The negative emotional games people play

Thank you for sharing the Terry Real video. I listened closely and found myself both emotional and grounded by the end. There was a part he said that stuck with me deeply...about the adaptive child, and how we can lovingly take their “sticky hands off the steering wheel.”

That was me. Most of my life, I survived by adapting. I became who others needed me to be—never fully myself, just managing people’s moods and protecting myself from harm. Being seen usually meant being hurt, so I faded. And yet, I still wanted a connection. I just didn’t know what a safe connection even looked like.

Terry’s framing around us, instead of me vs. you, was like hearing a language I always knew but forgot how to speak. I want that. I think a part of me always has.

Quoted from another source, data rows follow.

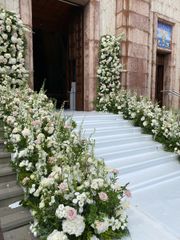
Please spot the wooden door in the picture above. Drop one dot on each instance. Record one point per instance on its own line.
(75, 66)
(159, 79)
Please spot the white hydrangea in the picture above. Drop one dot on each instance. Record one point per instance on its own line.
(74, 227)
(101, 226)
(56, 235)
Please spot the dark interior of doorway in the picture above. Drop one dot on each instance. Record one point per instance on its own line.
(159, 79)
(53, 69)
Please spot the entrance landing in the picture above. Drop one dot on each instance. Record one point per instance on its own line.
(153, 174)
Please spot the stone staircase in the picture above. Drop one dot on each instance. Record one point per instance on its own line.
(153, 174)
(14, 222)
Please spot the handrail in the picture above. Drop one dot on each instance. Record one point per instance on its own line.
(172, 92)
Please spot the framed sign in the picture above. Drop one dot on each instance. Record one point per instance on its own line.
(164, 35)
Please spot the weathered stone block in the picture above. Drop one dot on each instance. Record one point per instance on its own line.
(137, 65)
(119, 6)
(137, 50)
(137, 36)
(138, 21)
(139, 6)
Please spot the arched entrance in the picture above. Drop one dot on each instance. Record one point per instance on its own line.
(58, 51)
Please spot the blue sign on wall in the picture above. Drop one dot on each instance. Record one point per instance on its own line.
(164, 35)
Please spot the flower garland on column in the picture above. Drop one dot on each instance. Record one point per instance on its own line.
(108, 73)
(71, 194)
(12, 49)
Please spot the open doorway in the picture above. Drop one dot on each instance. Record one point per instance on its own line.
(58, 51)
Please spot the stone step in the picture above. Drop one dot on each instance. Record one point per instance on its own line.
(126, 147)
(122, 140)
(91, 115)
(140, 160)
(21, 233)
(111, 131)
(126, 152)
(14, 218)
(6, 173)
(102, 124)
(1, 134)
(10, 192)
(117, 137)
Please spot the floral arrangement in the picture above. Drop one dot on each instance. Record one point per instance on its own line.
(108, 73)
(71, 194)
(161, 123)
(12, 49)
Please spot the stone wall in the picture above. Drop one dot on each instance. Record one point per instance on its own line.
(138, 20)
(133, 20)
(11, 5)
(168, 10)
(107, 17)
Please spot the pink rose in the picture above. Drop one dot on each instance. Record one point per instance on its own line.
(71, 213)
(115, 171)
(103, 196)
(128, 193)
(63, 186)
(36, 122)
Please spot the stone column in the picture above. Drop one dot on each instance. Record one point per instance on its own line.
(91, 44)
(133, 19)
(25, 8)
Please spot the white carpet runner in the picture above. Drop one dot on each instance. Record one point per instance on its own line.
(153, 174)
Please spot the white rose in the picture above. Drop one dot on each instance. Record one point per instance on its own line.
(74, 227)
(56, 235)
(100, 226)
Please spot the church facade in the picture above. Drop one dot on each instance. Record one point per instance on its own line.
(63, 40)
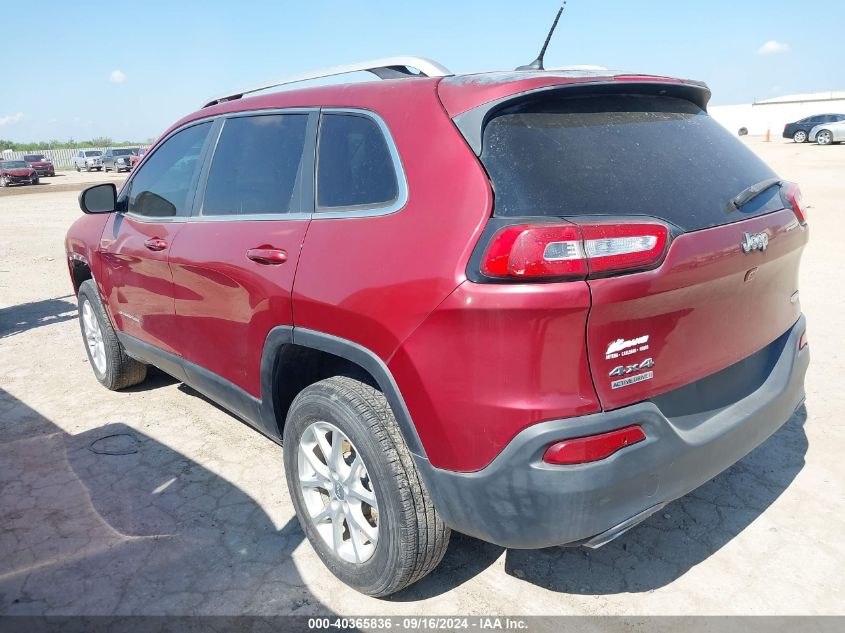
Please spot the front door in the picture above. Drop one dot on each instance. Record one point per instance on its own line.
(238, 253)
(136, 280)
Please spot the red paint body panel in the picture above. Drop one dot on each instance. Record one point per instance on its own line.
(698, 310)
(373, 280)
(82, 243)
(226, 304)
(464, 92)
(136, 283)
(492, 360)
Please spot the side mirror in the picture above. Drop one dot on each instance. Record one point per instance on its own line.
(99, 199)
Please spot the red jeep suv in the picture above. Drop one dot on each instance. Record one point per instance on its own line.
(534, 307)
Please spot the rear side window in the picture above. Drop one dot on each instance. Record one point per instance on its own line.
(162, 186)
(257, 166)
(620, 155)
(355, 167)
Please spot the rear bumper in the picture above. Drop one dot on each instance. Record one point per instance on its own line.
(521, 502)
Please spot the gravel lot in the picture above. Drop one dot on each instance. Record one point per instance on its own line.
(65, 181)
(193, 517)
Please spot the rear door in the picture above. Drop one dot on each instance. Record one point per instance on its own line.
(136, 242)
(624, 159)
(234, 262)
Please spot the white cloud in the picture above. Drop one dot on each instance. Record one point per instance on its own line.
(772, 47)
(11, 119)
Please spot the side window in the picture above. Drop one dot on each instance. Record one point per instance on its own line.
(257, 166)
(355, 168)
(161, 188)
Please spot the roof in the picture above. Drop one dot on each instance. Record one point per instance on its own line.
(457, 93)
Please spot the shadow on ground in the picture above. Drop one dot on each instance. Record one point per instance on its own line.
(658, 551)
(111, 521)
(27, 316)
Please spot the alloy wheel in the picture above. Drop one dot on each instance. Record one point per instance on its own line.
(93, 337)
(338, 493)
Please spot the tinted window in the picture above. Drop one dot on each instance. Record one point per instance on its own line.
(355, 167)
(257, 166)
(161, 187)
(620, 155)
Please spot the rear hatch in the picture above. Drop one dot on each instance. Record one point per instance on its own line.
(706, 301)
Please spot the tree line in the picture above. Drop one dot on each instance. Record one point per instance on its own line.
(99, 141)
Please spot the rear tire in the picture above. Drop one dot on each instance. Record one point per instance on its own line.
(405, 539)
(109, 361)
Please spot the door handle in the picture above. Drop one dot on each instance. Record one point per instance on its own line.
(155, 244)
(267, 256)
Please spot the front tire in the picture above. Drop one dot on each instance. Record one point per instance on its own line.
(357, 492)
(112, 366)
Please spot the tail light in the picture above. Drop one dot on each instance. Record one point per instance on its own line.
(574, 251)
(791, 193)
(593, 447)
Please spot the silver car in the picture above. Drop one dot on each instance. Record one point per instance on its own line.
(88, 159)
(828, 133)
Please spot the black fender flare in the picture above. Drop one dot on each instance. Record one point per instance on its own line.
(343, 348)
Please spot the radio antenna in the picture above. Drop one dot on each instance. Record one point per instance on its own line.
(537, 64)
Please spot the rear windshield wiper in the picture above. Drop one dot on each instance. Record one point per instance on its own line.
(749, 193)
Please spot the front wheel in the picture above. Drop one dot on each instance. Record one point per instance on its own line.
(824, 137)
(357, 492)
(112, 366)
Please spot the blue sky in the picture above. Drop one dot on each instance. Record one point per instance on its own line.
(59, 59)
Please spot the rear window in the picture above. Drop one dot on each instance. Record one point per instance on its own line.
(621, 155)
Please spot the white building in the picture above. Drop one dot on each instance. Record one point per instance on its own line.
(773, 114)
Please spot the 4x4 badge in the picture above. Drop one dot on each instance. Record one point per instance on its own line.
(624, 370)
(754, 242)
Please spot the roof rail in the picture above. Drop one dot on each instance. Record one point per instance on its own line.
(384, 68)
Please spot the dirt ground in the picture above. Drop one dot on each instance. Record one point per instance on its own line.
(65, 181)
(155, 501)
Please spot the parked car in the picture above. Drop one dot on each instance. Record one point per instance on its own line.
(136, 158)
(17, 172)
(548, 365)
(117, 159)
(799, 131)
(43, 166)
(828, 133)
(88, 159)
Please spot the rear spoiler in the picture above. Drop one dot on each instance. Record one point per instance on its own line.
(471, 123)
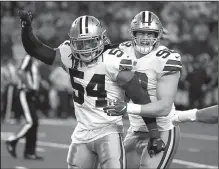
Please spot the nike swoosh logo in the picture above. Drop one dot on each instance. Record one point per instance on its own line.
(123, 109)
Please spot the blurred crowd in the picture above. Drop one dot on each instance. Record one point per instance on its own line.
(192, 27)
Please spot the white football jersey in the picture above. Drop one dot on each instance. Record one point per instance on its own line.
(93, 85)
(150, 68)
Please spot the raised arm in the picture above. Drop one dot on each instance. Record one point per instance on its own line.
(32, 45)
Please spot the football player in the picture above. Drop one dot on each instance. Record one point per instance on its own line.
(207, 115)
(94, 69)
(158, 69)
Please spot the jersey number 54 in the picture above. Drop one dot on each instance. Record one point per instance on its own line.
(97, 79)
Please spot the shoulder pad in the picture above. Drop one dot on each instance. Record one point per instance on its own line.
(110, 46)
(66, 54)
(169, 60)
(116, 60)
(125, 44)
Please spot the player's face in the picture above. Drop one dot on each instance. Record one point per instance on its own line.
(145, 39)
(86, 47)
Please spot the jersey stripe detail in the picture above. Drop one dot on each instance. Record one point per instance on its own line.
(124, 67)
(25, 62)
(80, 25)
(143, 17)
(172, 68)
(174, 62)
(149, 19)
(86, 24)
(126, 61)
(83, 24)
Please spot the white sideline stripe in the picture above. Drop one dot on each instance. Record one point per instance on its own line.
(20, 167)
(192, 164)
(40, 149)
(71, 123)
(65, 146)
(200, 137)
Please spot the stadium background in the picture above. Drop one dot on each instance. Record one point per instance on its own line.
(192, 31)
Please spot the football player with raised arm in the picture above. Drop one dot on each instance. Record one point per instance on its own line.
(158, 69)
(95, 70)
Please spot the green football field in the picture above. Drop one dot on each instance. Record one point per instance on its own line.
(198, 146)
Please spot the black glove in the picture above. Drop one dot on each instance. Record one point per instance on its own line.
(25, 18)
(116, 108)
(155, 146)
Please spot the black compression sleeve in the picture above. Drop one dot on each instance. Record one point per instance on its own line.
(35, 48)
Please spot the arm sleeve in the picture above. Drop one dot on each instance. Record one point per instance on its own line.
(35, 48)
(25, 63)
(170, 65)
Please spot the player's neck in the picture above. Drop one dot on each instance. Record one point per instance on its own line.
(138, 54)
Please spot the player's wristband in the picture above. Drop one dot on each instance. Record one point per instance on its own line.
(133, 108)
(187, 116)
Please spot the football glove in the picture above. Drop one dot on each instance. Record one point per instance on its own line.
(115, 108)
(155, 146)
(25, 18)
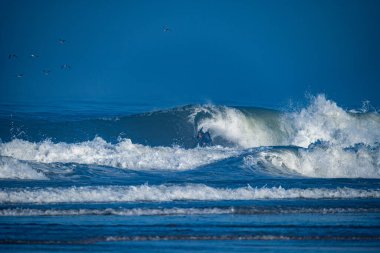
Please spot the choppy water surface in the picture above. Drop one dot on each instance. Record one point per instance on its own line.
(134, 179)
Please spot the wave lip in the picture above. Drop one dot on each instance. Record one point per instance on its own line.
(196, 192)
(322, 160)
(321, 120)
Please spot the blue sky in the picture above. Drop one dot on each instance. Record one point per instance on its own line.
(231, 52)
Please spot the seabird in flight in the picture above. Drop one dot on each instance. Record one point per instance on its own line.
(65, 66)
(46, 72)
(167, 29)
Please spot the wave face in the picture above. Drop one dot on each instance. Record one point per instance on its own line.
(308, 176)
(321, 140)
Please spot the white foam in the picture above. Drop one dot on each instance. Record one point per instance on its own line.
(322, 120)
(13, 169)
(234, 126)
(173, 193)
(325, 161)
(177, 211)
(112, 211)
(123, 154)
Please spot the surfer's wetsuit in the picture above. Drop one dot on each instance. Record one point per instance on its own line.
(204, 138)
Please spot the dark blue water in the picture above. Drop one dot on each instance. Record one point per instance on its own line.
(118, 177)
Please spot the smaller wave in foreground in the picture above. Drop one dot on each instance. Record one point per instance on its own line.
(198, 192)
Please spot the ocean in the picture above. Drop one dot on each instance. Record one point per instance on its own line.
(132, 178)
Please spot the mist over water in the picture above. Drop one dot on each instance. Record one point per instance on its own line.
(278, 175)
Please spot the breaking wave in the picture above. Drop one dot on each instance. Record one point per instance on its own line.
(11, 168)
(123, 154)
(322, 160)
(322, 120)
(159, 193)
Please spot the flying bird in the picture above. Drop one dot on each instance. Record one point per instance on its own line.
(65, 66)
(46, 72)
(167, 29)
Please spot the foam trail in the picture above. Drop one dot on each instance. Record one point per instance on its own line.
(15, 212)
(124, 154)
(13, 169)
(173, 193)
(322, 120)
(236, 127)
(321, 160)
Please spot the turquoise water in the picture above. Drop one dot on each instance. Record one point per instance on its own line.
(132, 178)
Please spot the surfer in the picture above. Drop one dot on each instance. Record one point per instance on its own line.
(204, 138)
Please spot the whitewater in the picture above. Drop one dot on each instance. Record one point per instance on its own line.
(298, 174)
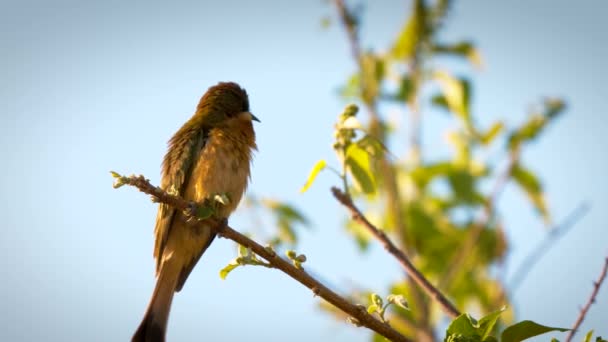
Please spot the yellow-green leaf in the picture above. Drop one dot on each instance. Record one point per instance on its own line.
(455, 94)
(359, 166)
(533, 188)
(492, 133)
(412, 33)
(231, 266)
(319, 166)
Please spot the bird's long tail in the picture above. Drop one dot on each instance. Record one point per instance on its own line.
(154, 324)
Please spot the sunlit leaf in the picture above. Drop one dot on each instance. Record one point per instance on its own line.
(537, 121)
(533, 189)
(525, 329)
(231, 266)
(456, 94)
(361, 235)
(492, 133)
(464, 325)
(319, 166)
(464, 49)
(412, 33)
(359, 166)
(486, 324)
(372, 71)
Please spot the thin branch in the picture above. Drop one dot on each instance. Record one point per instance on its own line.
(545, 245)
(411, 270)
(358, 312)
(596, 288)
(468, 247)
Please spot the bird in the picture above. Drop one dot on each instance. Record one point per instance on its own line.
(209, 156)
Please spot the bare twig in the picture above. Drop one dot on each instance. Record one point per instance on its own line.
(596, 288)
(358, 312)
(411, 270)
(539, 251)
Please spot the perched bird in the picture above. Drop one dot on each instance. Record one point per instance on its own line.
(209, 156)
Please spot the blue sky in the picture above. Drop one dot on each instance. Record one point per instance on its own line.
(89, 87)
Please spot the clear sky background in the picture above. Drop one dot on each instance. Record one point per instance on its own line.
(87, 87)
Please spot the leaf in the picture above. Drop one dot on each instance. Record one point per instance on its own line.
(536, 122)
(375, 299)
(463, 325)
(319, 166)
(525, 329)
(398, 300)
(456, 94)
(486, 324)
(411, 34)
(372, 73)
(362, 236)
(231, 266)
(359, 166)
(464, 49)
(493, 132)
(533, 189)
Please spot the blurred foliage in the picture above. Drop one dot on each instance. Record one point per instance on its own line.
(440, 212)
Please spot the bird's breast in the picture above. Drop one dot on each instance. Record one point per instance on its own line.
(222, 168)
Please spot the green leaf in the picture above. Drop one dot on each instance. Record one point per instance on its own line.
(319, 166)
(525, 329)
(464, 325)
(486, 324)
(359, 166)
(492, 133)
(372, 308)
(231, 266)
(533, 189)
(411, 35)
(398, 300)
(464, 49)
(372, 73)
(537, 121)
(456, 94)
(376, 300)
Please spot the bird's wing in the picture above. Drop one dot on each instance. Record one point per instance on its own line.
(184, 147)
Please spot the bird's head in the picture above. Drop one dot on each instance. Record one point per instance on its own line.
(222, 102)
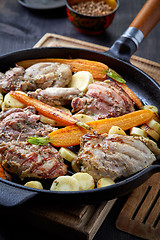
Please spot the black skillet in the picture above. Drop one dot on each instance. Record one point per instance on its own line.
(12, 194)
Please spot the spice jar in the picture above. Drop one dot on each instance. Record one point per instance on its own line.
(91, 16)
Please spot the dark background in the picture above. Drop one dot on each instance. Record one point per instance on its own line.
(21, 28)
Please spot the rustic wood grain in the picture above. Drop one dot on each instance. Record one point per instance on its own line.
(140, 215)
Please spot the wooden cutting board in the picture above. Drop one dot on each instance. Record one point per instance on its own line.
(82, 222)
(140, 215)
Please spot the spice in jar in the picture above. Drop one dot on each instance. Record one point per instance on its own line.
(92, 8)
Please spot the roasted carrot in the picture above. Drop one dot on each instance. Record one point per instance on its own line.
(70, 136)
(99, 70)
(2, 174)
(132, 95)
(47, 110)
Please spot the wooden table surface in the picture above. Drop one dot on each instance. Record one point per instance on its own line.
(21, 28)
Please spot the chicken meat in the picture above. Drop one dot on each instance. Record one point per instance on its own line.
(56, 96)
(25, 160)
(103, 100)
(114, 155)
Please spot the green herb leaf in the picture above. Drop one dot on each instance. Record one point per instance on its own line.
(115, 76)
(42, 141)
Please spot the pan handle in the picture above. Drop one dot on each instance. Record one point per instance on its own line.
(144, 22)
(11, 196)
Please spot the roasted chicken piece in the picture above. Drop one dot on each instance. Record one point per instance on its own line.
(40, 75)
(13, 80)
(25, 160)
(56, 96)
(114, 155)
(18, 124)
(47, 74)
(103, 100)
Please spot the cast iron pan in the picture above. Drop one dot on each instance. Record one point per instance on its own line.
(12, 194)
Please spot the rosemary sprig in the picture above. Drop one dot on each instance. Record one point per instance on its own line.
(42, 141)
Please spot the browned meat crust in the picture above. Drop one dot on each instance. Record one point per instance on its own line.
(103, 100)
(56, 96)
(40, 75)
(26, 160)
(113, 155)
(19, 124)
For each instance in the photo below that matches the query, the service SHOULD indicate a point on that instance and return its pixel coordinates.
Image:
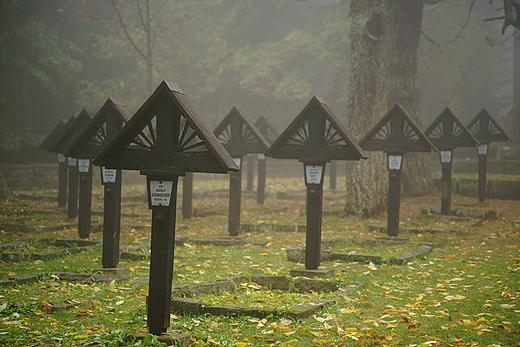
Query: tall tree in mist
(367, 180)
(404, 29)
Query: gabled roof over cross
(266, 129)
(315, 135)
(486, 128)
(447, 131)
(102, 128)
(166, 134)
(239, 135)
(396, 132)
(71, 131)
(55, 132)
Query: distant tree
(36, 58)
(143, 22)
(367, 180)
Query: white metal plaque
(108, 175)
(394, 162)
(72, 161)
(445, 156)
(160, 193)
(83, 165)
(313, 173)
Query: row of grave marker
(166, 139)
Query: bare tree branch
(120, 18)
(465, 23)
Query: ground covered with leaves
(463, 293)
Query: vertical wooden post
(62, 181)
(314, 218)
(482, 172)
(395, 163)
(394, 202)
(187, 195)
(250, 172)
(72, 203)
(85, 198)
(161, 262)
(333, 174)
(446, 189)
(262, 173)
(313, 232)
(235, 201)
(111, 221)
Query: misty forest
(415, 64)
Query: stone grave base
(170, 339)
(320, 272)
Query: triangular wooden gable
(396, 132)
(166, 133)
(55, 132)
(266, 129)
(103, 127)
(315, 135)
(72, 130)
(486, 129)
(239, 135)
(447, 131)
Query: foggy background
(264, 57)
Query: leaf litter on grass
(464, 293)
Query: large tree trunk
(404, 30)
(367, 181)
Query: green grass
(464, 293)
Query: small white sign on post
(160, 193)
(83, 165)
(72, 161)
(394, 162)
(313, 174)
(108, 175)
(445, 156)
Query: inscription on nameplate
(313, 173)
(394, 162)
(160, 193)
(445, 156)
(72, 161)
(83, 165)
(108, 175)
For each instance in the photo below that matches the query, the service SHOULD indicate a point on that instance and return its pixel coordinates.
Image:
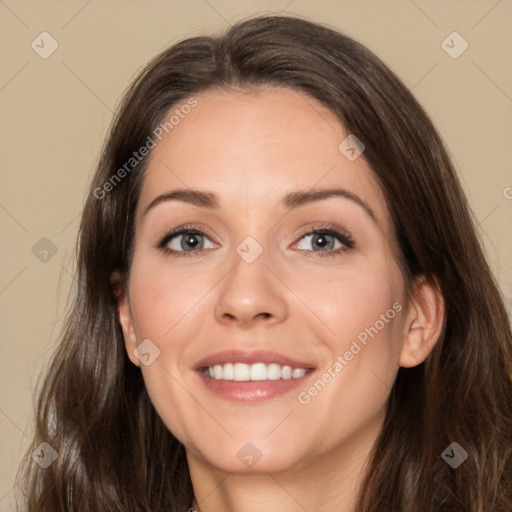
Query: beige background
(55, 113)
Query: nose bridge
(250, 290)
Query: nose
(251, 294)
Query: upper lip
(250, 357)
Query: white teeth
(242, 372)
(298, 373)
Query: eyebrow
(208, 200)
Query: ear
(125, 316)
(424, 322)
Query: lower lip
(252, 391)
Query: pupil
(191, 240)
(321, 240)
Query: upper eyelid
(179, 231)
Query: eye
(185, 241)
(329, 240)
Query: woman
(281, 300)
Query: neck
(329, 482)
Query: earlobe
(125, 319)
(424, 323)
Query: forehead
(254, 146)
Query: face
(258, 278)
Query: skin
(251, 148)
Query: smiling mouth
(242, 372)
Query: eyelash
(342, 236)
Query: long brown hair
(114, 452)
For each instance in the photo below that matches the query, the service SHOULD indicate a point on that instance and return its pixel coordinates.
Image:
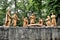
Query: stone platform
(32, 33)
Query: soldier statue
(15, 19)
(53, 19)
(8, 18)
(32, 19)
(40, 22)
(48, 21)
(25, 22)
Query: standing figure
(8, 18)
(25, 22)
(32, 19)
(48, 21)
(53, 19)
(40, 22)
(15, 19)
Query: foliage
(25, 8)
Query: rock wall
(37, 33)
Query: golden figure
(25, 22)
(53, 19)
(15, 19)
(32, 19)
(40, 22)
(8, 18)
(48, 21)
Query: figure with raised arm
(8, 18)
(32, 19)
(15, 19)
(48, 21)
(25, 22)
(53, 20)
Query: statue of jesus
(8, 18)
(15, 19)
(53, 19)
(32, 19)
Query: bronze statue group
(50, 20)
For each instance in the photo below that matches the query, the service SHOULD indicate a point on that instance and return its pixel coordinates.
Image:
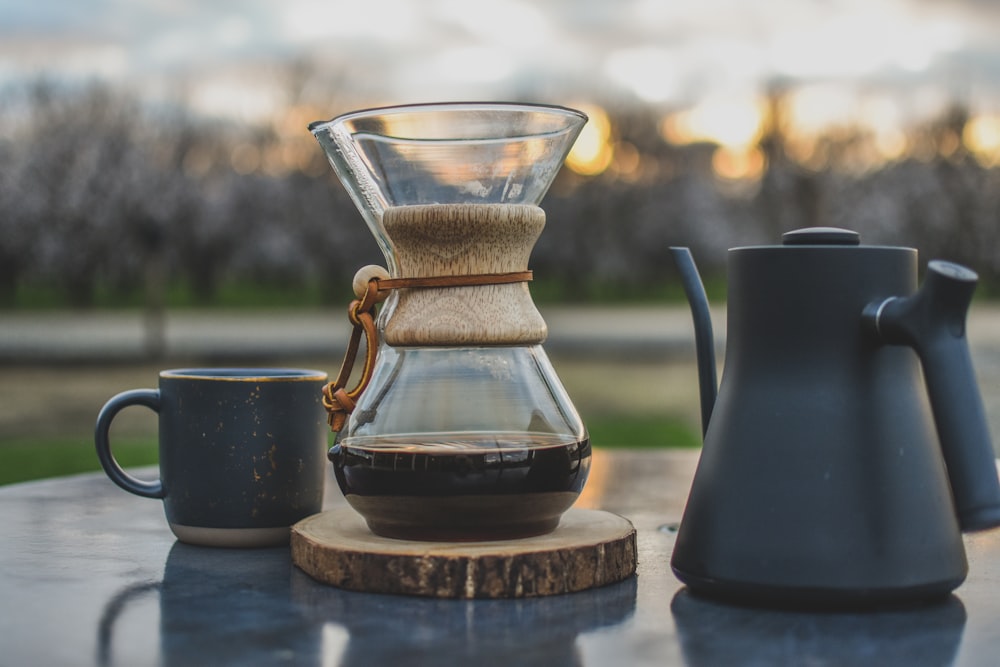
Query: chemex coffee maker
(825, 479)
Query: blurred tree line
(99, 192)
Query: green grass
(616, 431)
(26, 459)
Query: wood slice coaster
(590, 548)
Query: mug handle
(147, 397)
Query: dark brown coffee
(498, 487)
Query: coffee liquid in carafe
(492, 488)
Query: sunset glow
(592, 153)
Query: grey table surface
(90, 575)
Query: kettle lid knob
(821, 236)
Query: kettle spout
(932, 322)
(703, 336)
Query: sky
(667, 53)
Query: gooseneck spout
(703, 336)
(932, 322)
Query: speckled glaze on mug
(242, 451)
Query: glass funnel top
(475, 153)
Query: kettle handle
(932, 322)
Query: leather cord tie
(338, 401)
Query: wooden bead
(364, 275)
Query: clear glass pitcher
(463, 430)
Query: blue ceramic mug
(242, 451)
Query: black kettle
(821, 481)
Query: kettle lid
(821, 236)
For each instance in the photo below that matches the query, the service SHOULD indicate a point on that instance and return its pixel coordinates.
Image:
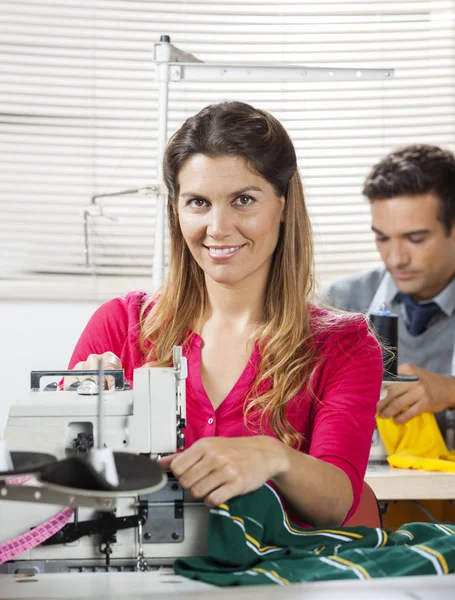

The pain I carry isn’t just from trauma—it’s from not being understood. Being betrayed when I showed up with kindness. Having people take and never give. And still…I find I don’t hate them. I just don’t want to live in that pain anymore. I want to build something better for myself. Maybe even share it with people who know how to honor it.

I’m still working through regret, loss, and the chaos trauma brings. But I’m no longer letting that wounded part of me run the show. There’s a wiser part now, and I’m learning to trust it.

If you’re like me, stuck between past survival and future hope, know this: even brief moments of peace are sacred. They show us what’s possible.